We may need a bit more confirmation though as this could just be reaction to the news; prices were falling earlier because :recession:.
From the FT, on the increasingly tightening copper physical market.
Global copper stocks have fallen to perilously low levels, one of the world’s largest commodity traders Trafigura has warned.
Speaking at the FT Mining Summit on Thursday, Kostas Bintas, co-head of metals and minerals trading at Trafigura, said the copper market is today running with inventories that cover 4.9 days of global consumption and is expected to finish this year at 2.7 days, according to its own forecasts. Copper stocks are usually counted in weeks.
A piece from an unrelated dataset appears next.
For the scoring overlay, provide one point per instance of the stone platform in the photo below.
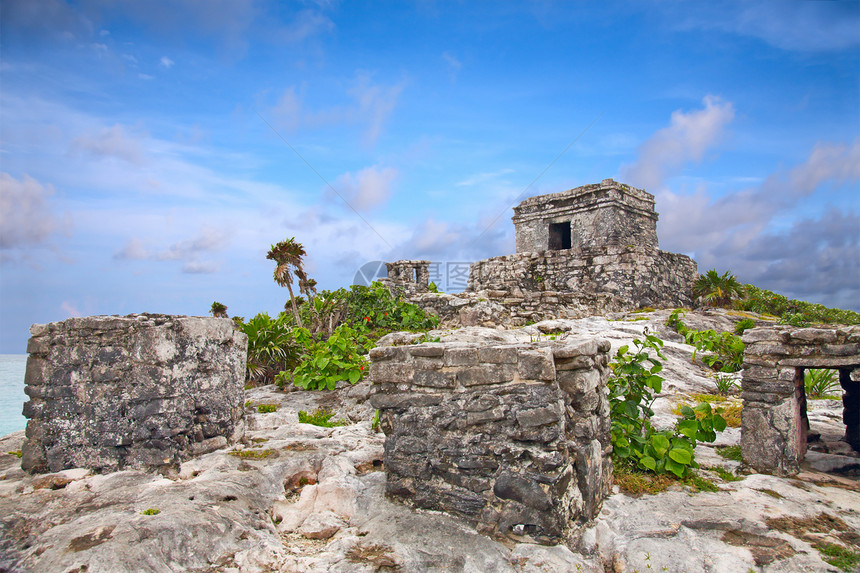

The price of copper, used in everything from wind turbines, electric wires to electric vehicles, is now trading around $7,400 a tonne, some 30 per cent lower compared to early March, when it was trading above a record $10,000 a tonne.
Limited inventories raise the risk of a sudden spike in prices should there be large drawdowns and a dash among traders to secure supplies.
While the strong dollar and global recession fears have weighed on copper prices in recent months, executives in the global metals industry argued on Thursday that limited supply in the market remained supportive of prices.
“While there is so much attention being paid to the weakness in the real estate sector in China, quietly, the demand for infrastructure, electric vehicle-related copper demand, more than makes up for it,” Bintas said. “It actually not only cancels completely the real estate weakness, but also adds to their consumption growth increase.”
FCX is a chart that I used to look at for copper miners a few months ago.
I just set up the s/r lines. It looks to be testing the upper range of recent consolidation with volume. Below is a daily chart, see volume at the bottom.
I’m still catching up to this thread but this article caught my attention:
Kostas Bintas, Trafigura’s cohead of metals and minerals trading, said at the FT Mining Summit on Thursday that inventories can currently cover 4.9 days of global consumption and could finish the year at 2.9 days. For comparison, copper inventories are typically counted in weeks.
Likely on rumors that China is looking to stop the zero-covid policies. If combined with major stimulus packages, could lead to another commodity supercycle. There’s also the fact that copper inventory has fallen more - apparently its 3 days worth of supply.